The image of hands as a means of clinging and capturing is also pointed out by the driver when he says, “They are strong at night, remember? They have clever, grabbing hands, but stiff, and they can’t grab you if they can’t reach you. At night!” (108). The entire reason for the title, Small Spaces, is revealed in this comment. This is how one can elude capture by the clumsy hands of the scarecrows because a trowel or rake doesn’t function well in tight spots.
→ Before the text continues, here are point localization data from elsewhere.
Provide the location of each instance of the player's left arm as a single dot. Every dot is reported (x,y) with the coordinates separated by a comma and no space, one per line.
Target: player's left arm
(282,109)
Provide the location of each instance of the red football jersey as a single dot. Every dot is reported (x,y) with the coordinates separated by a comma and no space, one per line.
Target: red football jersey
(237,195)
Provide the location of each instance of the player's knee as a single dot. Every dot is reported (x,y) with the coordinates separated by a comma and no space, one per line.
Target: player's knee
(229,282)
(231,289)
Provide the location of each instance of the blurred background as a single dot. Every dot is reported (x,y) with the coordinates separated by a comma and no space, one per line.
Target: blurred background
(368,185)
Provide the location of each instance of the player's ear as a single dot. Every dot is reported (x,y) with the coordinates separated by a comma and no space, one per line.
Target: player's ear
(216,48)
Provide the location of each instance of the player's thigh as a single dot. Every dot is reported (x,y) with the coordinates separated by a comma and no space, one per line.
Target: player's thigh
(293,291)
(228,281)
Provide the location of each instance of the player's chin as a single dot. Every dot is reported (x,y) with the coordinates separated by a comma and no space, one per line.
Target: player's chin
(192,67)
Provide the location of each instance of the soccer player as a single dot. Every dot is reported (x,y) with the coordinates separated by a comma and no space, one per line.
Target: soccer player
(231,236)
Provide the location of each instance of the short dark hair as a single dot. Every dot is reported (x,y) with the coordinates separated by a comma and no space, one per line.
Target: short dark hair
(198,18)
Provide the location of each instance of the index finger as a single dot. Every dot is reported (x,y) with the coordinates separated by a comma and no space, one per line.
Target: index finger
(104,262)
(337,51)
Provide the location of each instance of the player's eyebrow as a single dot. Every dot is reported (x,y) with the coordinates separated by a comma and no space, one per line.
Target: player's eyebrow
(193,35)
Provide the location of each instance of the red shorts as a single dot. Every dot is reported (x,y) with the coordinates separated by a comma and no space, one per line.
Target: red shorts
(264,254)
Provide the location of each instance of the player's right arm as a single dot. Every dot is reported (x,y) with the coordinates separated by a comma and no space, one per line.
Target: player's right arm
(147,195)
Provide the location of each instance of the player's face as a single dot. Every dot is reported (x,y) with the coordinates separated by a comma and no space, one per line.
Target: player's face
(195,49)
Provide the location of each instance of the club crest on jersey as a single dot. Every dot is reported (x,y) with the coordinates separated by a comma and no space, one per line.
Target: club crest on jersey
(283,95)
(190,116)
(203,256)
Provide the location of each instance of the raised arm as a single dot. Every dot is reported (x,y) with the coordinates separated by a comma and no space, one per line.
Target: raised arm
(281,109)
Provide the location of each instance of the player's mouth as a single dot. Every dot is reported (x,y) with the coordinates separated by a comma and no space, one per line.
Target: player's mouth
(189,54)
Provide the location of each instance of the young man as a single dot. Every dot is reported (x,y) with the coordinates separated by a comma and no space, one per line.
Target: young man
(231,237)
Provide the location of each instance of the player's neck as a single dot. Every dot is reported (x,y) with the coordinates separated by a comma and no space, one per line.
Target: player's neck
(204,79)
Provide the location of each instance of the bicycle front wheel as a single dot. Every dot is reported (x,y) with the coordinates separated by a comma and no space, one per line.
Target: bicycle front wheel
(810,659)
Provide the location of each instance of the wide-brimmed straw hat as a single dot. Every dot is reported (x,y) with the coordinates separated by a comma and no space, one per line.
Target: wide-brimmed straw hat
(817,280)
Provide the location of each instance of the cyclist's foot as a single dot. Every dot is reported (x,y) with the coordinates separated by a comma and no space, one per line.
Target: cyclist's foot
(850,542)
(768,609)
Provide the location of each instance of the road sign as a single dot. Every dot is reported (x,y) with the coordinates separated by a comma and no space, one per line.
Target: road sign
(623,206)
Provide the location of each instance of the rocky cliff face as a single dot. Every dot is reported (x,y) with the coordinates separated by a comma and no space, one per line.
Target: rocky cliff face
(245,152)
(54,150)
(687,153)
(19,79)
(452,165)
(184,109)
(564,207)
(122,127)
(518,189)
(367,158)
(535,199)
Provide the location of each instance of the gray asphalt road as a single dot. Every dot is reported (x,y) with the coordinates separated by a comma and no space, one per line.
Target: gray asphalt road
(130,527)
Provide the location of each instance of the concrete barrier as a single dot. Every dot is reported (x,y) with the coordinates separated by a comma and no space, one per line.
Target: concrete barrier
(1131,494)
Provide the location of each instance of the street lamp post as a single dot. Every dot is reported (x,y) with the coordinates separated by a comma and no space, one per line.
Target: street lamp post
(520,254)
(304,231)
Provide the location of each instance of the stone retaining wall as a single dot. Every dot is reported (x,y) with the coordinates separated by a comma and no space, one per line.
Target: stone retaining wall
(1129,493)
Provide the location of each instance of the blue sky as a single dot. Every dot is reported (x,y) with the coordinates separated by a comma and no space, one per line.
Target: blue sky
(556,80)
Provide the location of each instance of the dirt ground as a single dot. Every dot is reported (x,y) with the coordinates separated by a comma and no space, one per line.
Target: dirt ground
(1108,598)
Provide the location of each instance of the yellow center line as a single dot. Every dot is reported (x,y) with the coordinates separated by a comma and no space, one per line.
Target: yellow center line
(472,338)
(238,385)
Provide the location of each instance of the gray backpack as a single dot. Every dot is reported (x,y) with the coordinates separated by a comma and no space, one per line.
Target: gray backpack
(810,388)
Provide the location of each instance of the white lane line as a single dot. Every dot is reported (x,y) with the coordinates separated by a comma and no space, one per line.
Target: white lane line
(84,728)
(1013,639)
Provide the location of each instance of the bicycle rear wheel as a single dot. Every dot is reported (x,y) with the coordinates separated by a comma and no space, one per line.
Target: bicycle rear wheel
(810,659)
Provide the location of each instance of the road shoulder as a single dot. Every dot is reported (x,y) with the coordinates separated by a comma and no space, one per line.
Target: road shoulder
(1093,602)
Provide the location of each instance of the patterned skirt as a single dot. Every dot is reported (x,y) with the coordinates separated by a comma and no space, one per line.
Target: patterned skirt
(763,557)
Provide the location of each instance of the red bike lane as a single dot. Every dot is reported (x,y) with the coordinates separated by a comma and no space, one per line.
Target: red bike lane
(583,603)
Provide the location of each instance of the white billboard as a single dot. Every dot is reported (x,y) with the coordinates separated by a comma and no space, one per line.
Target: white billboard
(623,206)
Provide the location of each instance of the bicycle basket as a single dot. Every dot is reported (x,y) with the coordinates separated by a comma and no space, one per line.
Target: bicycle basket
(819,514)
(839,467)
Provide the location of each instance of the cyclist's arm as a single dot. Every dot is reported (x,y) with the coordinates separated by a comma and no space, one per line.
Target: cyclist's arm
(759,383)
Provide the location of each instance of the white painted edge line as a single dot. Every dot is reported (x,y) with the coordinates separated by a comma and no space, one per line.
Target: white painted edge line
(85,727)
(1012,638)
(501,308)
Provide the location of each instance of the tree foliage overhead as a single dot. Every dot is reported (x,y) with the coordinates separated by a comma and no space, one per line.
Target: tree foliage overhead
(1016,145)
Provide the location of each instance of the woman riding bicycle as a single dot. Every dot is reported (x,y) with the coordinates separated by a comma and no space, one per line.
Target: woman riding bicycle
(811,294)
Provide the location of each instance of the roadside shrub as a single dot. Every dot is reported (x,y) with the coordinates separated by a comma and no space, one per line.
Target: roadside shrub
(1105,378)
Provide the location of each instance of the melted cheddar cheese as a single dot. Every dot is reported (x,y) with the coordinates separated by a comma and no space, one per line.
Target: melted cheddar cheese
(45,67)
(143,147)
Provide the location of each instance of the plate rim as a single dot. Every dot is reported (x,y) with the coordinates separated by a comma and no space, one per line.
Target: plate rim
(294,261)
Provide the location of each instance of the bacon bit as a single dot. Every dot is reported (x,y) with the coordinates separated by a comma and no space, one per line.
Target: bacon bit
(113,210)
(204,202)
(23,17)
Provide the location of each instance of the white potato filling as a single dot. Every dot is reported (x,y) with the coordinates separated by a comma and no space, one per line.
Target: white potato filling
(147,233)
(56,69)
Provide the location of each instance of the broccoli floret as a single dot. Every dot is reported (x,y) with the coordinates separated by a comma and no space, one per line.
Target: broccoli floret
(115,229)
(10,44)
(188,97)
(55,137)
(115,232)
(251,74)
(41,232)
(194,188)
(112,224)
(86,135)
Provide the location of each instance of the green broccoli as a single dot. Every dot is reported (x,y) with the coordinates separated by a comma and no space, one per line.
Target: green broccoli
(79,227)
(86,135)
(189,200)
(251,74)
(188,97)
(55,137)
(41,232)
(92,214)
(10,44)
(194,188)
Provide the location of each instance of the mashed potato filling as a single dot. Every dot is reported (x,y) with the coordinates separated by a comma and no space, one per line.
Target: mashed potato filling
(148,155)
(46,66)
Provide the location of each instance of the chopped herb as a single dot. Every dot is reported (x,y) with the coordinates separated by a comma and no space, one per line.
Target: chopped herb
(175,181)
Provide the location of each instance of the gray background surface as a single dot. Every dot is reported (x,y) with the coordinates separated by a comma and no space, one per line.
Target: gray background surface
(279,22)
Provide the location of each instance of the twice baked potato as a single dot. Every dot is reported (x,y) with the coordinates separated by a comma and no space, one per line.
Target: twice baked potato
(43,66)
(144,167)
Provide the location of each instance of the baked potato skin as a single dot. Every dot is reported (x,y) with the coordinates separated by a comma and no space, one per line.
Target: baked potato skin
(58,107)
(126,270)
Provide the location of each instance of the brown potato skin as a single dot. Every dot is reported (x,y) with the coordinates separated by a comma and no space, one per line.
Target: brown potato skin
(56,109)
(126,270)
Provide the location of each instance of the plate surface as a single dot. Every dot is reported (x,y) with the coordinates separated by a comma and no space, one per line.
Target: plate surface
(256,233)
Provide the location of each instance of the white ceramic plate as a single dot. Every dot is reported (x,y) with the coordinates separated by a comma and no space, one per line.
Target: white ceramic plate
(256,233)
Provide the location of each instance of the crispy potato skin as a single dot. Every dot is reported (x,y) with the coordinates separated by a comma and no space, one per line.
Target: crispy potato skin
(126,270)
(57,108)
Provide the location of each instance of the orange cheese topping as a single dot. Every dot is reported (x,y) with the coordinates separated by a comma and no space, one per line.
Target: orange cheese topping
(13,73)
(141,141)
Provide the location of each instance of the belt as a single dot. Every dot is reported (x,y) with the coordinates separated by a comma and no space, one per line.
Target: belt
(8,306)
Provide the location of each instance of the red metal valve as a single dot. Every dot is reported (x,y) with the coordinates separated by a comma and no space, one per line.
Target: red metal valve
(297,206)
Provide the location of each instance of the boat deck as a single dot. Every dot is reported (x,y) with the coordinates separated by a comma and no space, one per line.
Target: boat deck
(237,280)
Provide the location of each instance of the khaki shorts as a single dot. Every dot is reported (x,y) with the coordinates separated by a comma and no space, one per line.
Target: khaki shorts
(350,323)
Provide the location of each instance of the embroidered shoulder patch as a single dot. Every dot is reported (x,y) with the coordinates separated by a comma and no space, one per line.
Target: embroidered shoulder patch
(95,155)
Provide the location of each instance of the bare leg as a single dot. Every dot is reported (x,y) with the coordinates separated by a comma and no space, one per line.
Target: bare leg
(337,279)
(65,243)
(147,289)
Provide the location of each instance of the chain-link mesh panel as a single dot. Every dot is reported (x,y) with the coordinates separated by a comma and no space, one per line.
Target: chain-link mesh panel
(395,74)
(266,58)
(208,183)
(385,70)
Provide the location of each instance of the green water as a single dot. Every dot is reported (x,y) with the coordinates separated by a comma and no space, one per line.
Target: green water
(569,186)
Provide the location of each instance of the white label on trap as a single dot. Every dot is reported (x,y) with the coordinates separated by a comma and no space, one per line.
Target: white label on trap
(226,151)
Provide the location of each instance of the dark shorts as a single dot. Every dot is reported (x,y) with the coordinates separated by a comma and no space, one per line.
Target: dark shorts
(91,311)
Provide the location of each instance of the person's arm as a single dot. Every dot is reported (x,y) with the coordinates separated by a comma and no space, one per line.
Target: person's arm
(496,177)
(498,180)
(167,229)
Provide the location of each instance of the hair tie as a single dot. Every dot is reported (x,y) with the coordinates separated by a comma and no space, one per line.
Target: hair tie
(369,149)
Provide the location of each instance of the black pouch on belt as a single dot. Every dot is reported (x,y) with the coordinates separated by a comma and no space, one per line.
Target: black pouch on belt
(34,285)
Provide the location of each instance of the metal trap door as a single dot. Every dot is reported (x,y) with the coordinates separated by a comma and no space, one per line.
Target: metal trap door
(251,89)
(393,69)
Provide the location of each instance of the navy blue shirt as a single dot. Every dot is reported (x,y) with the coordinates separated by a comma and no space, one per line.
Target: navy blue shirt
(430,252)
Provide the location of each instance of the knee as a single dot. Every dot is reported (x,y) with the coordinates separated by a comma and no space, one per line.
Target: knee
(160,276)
As Ollie and her friends continue to flee the scarecrows, they have an even more frightening encounter with Cathy’s ghost. Initially, they are fooled by her friendly appearance and her cozy cottage. This is analogous to the victims who are put at ease by the smiling man’s approachability. In both cases, appearances are deceiving. More to the point, Cathy’s pathetic plight and that of her sons offer a warning to Ollie of what she might become if she clings too tightly to her own past loss. Cathy says, “They come to the door, and I can hear them crying in the night. But they never come in. Tell them I’ve been waiting in this place—how long? I don’t remember anymore. Long and long and long and...” (148).

Ollie has been waiting too, but her mother doesn’t return. In an important passage, she reveals the reason why she immerses herself in books: “Maybe, she kept thinking, when she came back from one of those other worlds, when she woke up from book dreaming, she would come back to a world where her mother wasn’t dead. She hadn’t” (109). Ironically, Ollie seeks to escape her sorrow by immersing herself in Small Spaces. This book holds greater danger than anything else she has ever read. While one might think that the book offers a way out of Ollie’s dilemma, it doesn’t give her any real insight into how to fight the powers of the smiling man.

Part of Ollie’s problem is that she always looked to her mother for guidance. Now that that source of comfort has been removed, she stubbornly wants to return to the past to restore it: “That’s what her mom had always said on hiking trips. If you’re ever lost, think of your basic needs first. Are you hungry, are you thirsty, are you hurt? Ollie wished for the millionth time that her mother were there” (136).

This segment marks a literal turning point in Ollie’s orientation. All her focus has been trained on past events. Now that she has entered the world of the dead, she is forced to find a means to deal with the problem in the present. Her mother’s watch offers that opportunity:

The watch gave wildly varying altitudes and completely inaccurate times; the compass did not point north. Now there was a countdown where the time should have been (45:02), and just below that, the digital readout said RUN in gray letters, flickering like the lights (99).

While the smiling man’s realm puts the living at a disadvantage, it is the one place where Ollie’s mother can easily reach out to her daughter and give her the direction she craves: “All the while she was making reasonable arguments, a thought was creeping in around the edges of her awareness. Was her mother’s broken watch helping them?” (138-39).